Anna has to find a doctor to prescribe her HRT, which is not easy as her sister Claire laments. “Jesus Christ!” Claire raged. “If a man came in with an itchy bollock, he’d be prescribed painkillers, antihistamines and a hot girl in a porn-y nurses costume to scratch it for him. But if a woman shows up with a sinus infection or a verruca, they get antidepressants. Except if they’re actually depressed, then they’re told to get a dog.”

Anna, who says she feels like a blank space, “I’m not the person I was but I’ve no clue who I am going to be”, is excited when she is given the chance to help old friends Brigit and Colm.

Their 13-year-old daughter Queenie is in dire straits in hospital due to cancer, and their luxury coastal retreat they are building has been recently vandalised, with investors threatening to pull out. Anna is all set to be dispatched to the fictional tiny town of Maumtully to defuse the local hostility, but a previous situationship might hinder her plans. His name is Joey Armstrong, and something angsty happened between them. Something horrible which destroyed her friendship with her bestie Jacqui and which caused Joey and Anna never to speak again. However, they have to get over their past to help out Brigit and Colm.

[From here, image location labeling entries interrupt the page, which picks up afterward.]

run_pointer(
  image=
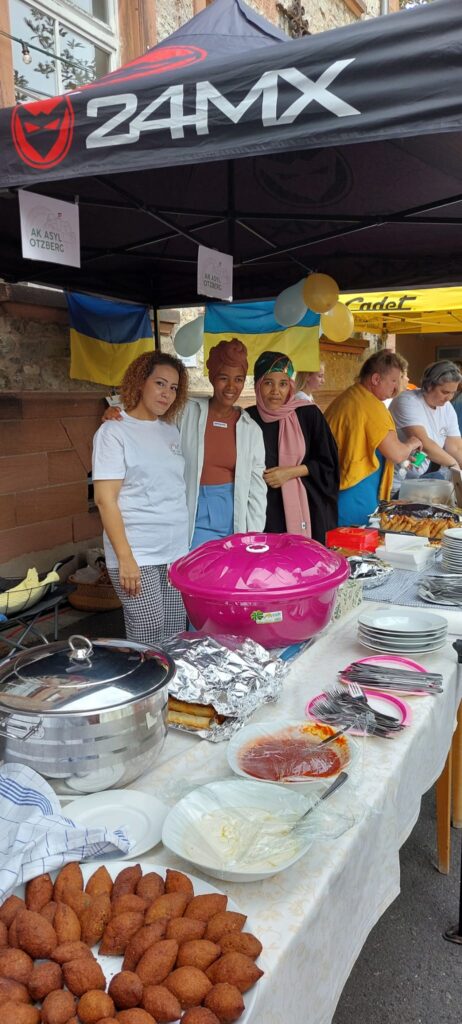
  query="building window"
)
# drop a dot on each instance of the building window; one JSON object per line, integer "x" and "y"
{"x": 82, "y": 33}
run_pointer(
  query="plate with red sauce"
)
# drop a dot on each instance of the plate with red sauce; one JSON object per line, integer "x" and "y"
{"x": 288, "y": 753}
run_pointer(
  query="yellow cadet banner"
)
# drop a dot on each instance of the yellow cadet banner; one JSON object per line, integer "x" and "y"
{"x": 428, "y": 310}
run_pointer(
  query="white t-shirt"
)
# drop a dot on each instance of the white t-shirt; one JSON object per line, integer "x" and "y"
{"x": 410, "y": 410}
{"x": 147, "y": 456}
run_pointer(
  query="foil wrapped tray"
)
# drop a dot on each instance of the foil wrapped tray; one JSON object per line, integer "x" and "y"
{"x": 371, "y": 571}
{"x": 235, "y": 676}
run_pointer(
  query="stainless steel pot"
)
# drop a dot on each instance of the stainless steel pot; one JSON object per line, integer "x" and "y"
{"x": 92, "y": 715}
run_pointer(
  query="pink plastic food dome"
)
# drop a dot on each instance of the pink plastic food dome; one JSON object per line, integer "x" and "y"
{"x": 278, "y": 589}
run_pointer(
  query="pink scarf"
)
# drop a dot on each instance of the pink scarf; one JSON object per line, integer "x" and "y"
{"x": 291, "y": 449}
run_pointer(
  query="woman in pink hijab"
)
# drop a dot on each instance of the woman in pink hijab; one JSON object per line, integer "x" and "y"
{"x": 302, "y": 473}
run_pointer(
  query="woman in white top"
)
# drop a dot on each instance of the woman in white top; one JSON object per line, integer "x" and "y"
{"x": 427, "y": 414}
{"x": 138, "y": 476}
{"x": 308, "y": 381}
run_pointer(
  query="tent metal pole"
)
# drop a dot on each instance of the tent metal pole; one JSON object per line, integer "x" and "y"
{"x": 157, "y": 333}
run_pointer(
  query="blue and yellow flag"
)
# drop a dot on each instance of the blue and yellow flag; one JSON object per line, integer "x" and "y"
{"x": 106, "y": 337}
{"x": 254, "y": 325}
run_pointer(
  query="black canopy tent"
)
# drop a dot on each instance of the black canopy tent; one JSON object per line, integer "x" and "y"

Keyes’s mastery of weaving the past into the present is remarkable. Anna and Joey’s emotional mysteries and love story is balanced with delightful small-town shenanigans. This is Keyes’s 16th novel and shows why she is one of the few authors who know how to skillfully write authentic female characters, no matter their age.

*Keyes writes: “The concept of a Feathery Stroker dated back to the early aughts when Jacqui had spent a disappointing night with a man who’d done nothing but stroke her in gentle ‘feathery’ fashion. She’d have preferred to be flung on the bed, perhaps even to have an inexpensive item of clothing torn from her body. Describing a drama-free, drippy man, the phrase was an instant hit. But as time passed, it widened to encompass men who noticed you’d had your hair cut, men who were good to their mothers, men who ordered dessert that wasn’t cheese and men who changed their sheets more than once a year. It was a damning diagnosis.”